Thank you in advance for your help.
C has two different kinds of characters: multibyte characters and wide characters.
Multibyte characters can take a varying number of bytes. For instance, in UTF-8 (which is a variable-length encoding of Unicode), a takes 1 byte, while α takes 2 bytes.
Wide characters always take the same number of bytes. Additionally, a wchar_t must be able to hold any single character from the execution character set. So, when using UTF-32, both a and α take 4 bytes each. Unfortunately, some platforms made wchar_t 16 bits wide: such platforms cannot correctly support characters beyond the BMP using wchar_t. If __STDC_ISO_10646__ is defined, wchar_t holds Unicode code-points, so must be (at least) 4 bytes long (technically, it must be at least 21-bits long).
So, when using UTF-8, you should use multibyte characters, which are stored in normal char variables (but beware of strlen(), which counts bytes, not multibyte characters).
Unfortunately, there is more to Unicode than this.
ά can be represented as a single Unicode codepoint, or as two separate codepoints:
U+03AC GREEK SMALL LETTER ALPHA WITH TONOS ← 1 codepoint ← 1 multibyte character ← 2 bytes (0xCE 0xAC) = 2 char's.
U+03B1 GREEK SMALL LETTER ALPHA U+0301 COMBINING ACUTE ACCENT ← 2 codepoints ← 2 multibyte characters ← 4 bytes (0xCE 0xB1 0xCC 0x81) = 4 char's.
U+1F71 GREEK SMALL LETTER ALPHA WITH OXIA ← 1 codepoint ← 1 multibyte character ← 3 bytes (0xE1 0xBD 0xB1) = 3 char's.
All of the above are canonical equivalents, which means that they should be treated as equal for all purposes. So, you should normalize your strings on input/output, using one of the Unicode normalization algorithms (there are 4: NFC, NFD, NFKC, NFKD).
First of all, please do take the time to read this great article, which explains UTF8 vs Unicode and lots of other important things about strings and encodings: http://www.joelonsoftware.com/articles/Unicode.html
What you are trying to do in your code is read in unicode character by character, and do comparisons with those. That's won't work if the input stream is UTF8, and it's not really possible to do with quite this structure.

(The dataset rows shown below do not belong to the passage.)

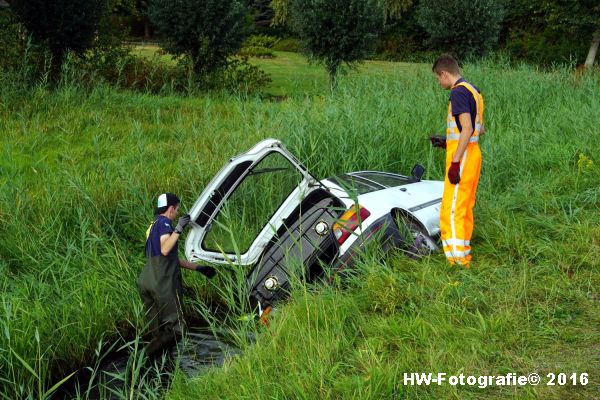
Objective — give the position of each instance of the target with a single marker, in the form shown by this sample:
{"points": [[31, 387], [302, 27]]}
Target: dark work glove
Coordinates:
{"points": [[209, 272], [183, 221], [438, 141], [454, 173]]}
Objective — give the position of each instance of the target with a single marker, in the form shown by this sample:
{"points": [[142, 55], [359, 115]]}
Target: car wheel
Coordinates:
{"points": [[416, 242]]}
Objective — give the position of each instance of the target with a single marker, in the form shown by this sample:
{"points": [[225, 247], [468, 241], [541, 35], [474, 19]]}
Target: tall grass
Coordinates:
{"points": [[80, 169]]}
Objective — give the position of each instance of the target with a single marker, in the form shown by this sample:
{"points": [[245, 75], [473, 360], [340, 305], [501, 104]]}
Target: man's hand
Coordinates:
{"points": [[454, 173], [209, 272], [182, 223], [438, 141]]}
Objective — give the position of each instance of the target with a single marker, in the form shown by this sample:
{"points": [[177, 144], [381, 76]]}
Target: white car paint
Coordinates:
{"points": [[419, 199]]}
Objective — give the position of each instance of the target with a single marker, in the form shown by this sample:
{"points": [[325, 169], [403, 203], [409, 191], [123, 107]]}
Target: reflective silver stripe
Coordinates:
{"points": [[456, 136], [457, 254], [457, 242], [452, 125]]}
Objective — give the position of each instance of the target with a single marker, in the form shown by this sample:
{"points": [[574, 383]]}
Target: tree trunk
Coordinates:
{"points": [[589, 61], [146, 29]]}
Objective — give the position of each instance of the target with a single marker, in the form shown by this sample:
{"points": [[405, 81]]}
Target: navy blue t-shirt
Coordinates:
{"points": [[462, 101], [162, 226]]}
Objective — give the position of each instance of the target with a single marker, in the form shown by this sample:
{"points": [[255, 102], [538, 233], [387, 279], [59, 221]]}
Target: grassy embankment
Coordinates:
{"points": [[79, 171]]}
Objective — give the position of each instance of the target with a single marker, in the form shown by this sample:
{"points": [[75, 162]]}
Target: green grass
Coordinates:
{"points": [[80, 169]]}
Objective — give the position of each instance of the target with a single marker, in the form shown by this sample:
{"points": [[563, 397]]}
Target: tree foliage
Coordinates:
{"points": [[463, 27], [208, 31], [550, 31], [334, 32], [62, 25]]}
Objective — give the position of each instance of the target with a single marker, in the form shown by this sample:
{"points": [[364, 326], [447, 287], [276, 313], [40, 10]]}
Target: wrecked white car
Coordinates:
{"points": [[264, 210]]}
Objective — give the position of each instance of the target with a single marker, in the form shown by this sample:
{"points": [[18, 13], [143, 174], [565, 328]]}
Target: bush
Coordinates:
{"points": [[287, 44], [206, 31], [259, 46], [462, 27], [62, 25], [257, 51], [265, 41], [334, 32]]}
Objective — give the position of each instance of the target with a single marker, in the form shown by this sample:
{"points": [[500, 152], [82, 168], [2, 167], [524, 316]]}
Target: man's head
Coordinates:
{"points": [[167, 205], [446, 70]]}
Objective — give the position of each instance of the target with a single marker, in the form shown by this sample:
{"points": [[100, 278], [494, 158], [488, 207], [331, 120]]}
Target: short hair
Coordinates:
{"points": [[447, 63], [165, 201]]}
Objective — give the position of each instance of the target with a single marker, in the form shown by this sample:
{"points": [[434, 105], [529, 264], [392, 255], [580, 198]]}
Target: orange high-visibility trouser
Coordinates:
{"points": [[456, 214]]}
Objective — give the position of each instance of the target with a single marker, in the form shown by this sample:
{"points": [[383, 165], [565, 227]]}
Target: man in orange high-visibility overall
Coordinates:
{"points": [[463, 160]]}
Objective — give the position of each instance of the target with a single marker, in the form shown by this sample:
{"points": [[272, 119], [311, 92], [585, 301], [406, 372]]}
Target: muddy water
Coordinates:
{"points": [[111, 378]]}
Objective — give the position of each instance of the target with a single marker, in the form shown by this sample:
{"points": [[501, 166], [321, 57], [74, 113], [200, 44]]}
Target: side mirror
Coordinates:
{"points": [[417, 172]]}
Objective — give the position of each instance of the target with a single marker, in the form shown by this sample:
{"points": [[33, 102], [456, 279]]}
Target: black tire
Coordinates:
{"points": [[416, 242]]}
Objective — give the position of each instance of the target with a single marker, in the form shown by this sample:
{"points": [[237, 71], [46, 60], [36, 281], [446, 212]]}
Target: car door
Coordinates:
{"points": [[245, 204]]}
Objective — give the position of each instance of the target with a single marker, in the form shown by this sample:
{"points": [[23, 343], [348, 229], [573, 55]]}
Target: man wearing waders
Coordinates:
{"points": [[160, 283], [464, 126]]}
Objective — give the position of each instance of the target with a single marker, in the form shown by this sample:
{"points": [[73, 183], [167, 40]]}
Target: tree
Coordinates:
{"points": [[463, 27], [61, 25], [393, 9], [208, 31], [334, 32], [551, 31]]}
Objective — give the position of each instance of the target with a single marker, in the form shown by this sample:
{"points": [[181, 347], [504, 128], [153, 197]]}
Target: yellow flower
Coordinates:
{"points": [[584, 164]]}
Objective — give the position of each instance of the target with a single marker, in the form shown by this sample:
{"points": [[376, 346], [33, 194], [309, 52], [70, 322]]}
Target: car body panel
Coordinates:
{"points": [[290, 236], [216, 193]]}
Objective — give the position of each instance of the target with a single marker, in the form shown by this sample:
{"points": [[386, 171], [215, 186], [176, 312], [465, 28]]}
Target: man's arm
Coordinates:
{"points": [[167, 242], [465, 136]]}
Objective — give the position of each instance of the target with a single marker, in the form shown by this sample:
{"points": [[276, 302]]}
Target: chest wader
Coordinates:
{"points": [[161, 291], [456, 214]]}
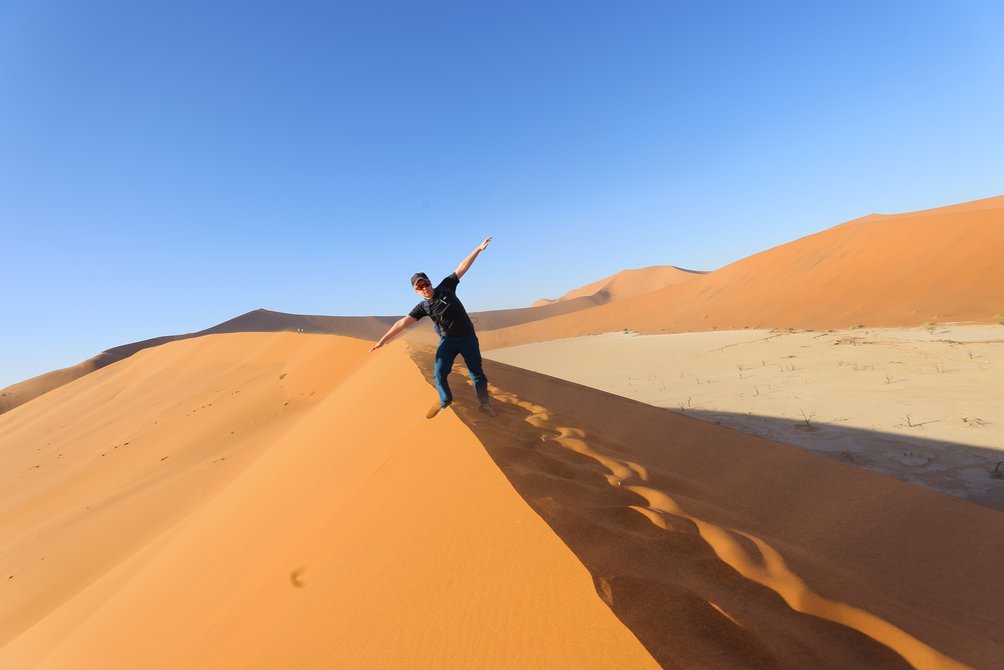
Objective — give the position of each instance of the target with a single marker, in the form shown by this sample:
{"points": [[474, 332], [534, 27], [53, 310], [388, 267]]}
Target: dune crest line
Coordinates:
{"points": [[716, 550]]}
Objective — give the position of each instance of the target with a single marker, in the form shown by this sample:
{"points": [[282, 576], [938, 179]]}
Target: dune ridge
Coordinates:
{"points": [[626, 283], [753, 552], [276, 500], [937, 265]]}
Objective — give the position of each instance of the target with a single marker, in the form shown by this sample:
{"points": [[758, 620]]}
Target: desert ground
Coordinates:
{"points": [[923, 405], [787, 462]]}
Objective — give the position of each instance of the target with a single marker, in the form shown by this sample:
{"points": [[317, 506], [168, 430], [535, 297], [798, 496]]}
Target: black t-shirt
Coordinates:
{"points": [[446, 309]]}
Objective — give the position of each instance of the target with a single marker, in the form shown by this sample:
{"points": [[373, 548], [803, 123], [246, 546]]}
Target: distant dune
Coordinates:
{"points": [[628, 283], [908, 269], [881, 270], [279, 499]]}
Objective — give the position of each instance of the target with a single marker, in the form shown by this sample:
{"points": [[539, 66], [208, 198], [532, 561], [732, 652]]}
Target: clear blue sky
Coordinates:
{"points": [[167, 166]]}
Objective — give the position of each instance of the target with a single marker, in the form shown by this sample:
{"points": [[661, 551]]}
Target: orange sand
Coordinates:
{"points": [[276, 500], [908, 269]]}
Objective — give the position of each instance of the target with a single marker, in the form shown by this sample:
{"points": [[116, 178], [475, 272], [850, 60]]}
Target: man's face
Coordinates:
{"points": [[424, 287]]}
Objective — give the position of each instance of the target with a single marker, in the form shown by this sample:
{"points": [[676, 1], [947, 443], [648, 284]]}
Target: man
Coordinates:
{"points": [[455, 328]]}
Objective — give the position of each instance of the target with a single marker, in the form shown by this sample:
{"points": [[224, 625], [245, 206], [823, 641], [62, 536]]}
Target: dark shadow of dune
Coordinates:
{"points": [[266, 320], [965, 471], [258, 320], [721, 549]]}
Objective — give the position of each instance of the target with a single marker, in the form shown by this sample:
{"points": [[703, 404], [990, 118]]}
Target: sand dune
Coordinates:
{"points": [[280, 500], [937, 265], [922, 405], [257, 320], [276, 500], [721, 549], [628, 283]]}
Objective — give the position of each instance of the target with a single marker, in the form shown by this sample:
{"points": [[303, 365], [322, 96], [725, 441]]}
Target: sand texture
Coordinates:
{"points": [[939, 265], [922, 405], [276, 500]]}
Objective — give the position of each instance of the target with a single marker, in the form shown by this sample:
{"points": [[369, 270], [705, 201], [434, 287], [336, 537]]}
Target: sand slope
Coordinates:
{"points": [[629, 282], [908, 269], [276, 500], [721, 549], [922, 405]]}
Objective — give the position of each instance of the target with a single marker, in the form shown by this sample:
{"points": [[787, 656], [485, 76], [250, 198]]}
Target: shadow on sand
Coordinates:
{"points": [[721, 549]]}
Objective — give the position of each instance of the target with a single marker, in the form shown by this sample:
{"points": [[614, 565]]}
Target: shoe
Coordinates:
{"points": [[437, 410]]}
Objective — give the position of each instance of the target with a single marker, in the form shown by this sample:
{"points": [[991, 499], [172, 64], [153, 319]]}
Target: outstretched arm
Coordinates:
{"points": [[398, 326], [465, 264]]}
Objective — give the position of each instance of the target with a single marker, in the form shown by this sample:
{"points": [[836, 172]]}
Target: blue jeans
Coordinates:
{"points": [[447, 353]]}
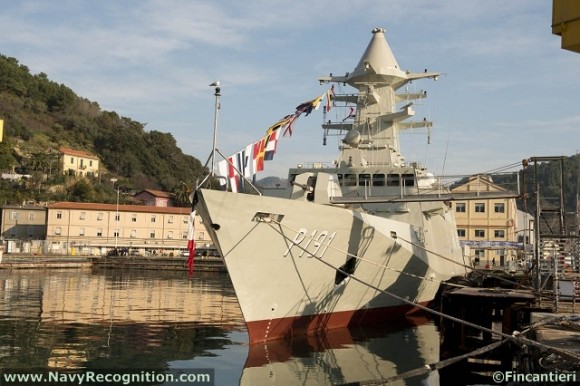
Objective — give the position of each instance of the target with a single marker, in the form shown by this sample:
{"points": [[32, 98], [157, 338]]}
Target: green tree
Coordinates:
{"points": [[181, 194]]}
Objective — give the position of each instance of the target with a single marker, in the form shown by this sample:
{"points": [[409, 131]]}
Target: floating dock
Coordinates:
{"points": [[203, 263]]}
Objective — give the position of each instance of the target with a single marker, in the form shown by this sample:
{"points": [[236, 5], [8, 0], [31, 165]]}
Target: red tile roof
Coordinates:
{"points": [[78, 153], [122, 208]]}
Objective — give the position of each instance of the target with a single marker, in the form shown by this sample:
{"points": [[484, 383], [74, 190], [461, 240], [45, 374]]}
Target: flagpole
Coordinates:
{"points": [[215, 119]]}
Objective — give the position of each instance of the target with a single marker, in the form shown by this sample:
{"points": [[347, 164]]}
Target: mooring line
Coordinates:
{"points": [[515, 338], [428, 368]]}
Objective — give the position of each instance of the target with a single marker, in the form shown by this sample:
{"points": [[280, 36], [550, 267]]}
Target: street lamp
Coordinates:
{"points": [[114, 180]]}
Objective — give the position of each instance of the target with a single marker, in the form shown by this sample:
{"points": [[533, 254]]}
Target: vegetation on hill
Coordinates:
{"points": [[41, 115]]}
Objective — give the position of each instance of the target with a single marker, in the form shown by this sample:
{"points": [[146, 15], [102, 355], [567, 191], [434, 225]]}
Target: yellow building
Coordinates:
{"points": [[96, 229], [487, 227], [566, 23], [79, 163]]}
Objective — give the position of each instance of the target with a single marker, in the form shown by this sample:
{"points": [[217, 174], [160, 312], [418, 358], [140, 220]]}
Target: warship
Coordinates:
{"points": [[366, 238]]}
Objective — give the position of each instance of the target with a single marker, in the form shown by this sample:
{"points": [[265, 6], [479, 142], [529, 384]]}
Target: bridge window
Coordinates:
{"points": [[364, 179], [409, 179], [350, 180], [378, 180], [393, 180]]}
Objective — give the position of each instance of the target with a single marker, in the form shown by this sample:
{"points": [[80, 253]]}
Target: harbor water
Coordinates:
{"points": [[150, 320]]}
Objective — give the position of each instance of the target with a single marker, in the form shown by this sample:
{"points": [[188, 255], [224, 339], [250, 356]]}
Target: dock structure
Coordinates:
{"points": [[163, 263], [494, 309]]}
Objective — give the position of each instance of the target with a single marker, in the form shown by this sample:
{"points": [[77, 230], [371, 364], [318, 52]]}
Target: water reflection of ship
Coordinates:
{"points": [[138, 297], [346, 356], [74, 319]]}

In short: Fully unicode strings can be encoded in several ways. One of them is using a series of equally-sized "wide" chars, one for each character. That is what the wchar_t type (sometimes WCHAR) is for. Another way is UTF8, which uses a variable number of raw bytes to encode each character, depending on the value of the character.
UTF8 is just a stream of bytes, which can encode a unicode string, and is commonly used in files. It is not the same as a string of WCHARs, which are the more common in-memory representation. You can't poke through a UTF8 stream reliably, and do character replacements within it directly. You'll need to read the whole thing in and decode it, and then loop through the WCHARs that result to do your comparisons and replacement, and then map that result back to UTF8 to write to the output file.
On Win32, use MultiByteToWideChar to do the decoding, and you can use the corresponding WideCharToMultiByte to go back.
When you use a "string literal" with regular quotes, you're creating a nul-terminated ASCII string (char*), which does not support Unicode. The L"string literal" with the L prefix will create a nul-terminated string of WCHARs (wchar_t *), which you can use in string or character comparisons. The L prefix also works with single-quote character literals, like so: L'ε'
As a commenter noted, when you use fread/fwrite, you should be using sizeof(wchar_t) and not its pointer type, since the amount you are trying to read/write is an actual wchar, not the size of a pointer to one. This advice is just code feedback independent of the above-- you don't want to be reading the input character by character anyways.
Note too that when you do string comparisons (wcscmp), you should use actual wide strings (which are terminated with a nul wide char)-- not use single characters in memory as input. If (when) you want to do character-to-character comparisons, you don't even need to use the string functions. Since a WCHAR is just a value, you can compare directly: if (sample == L'ά') {}.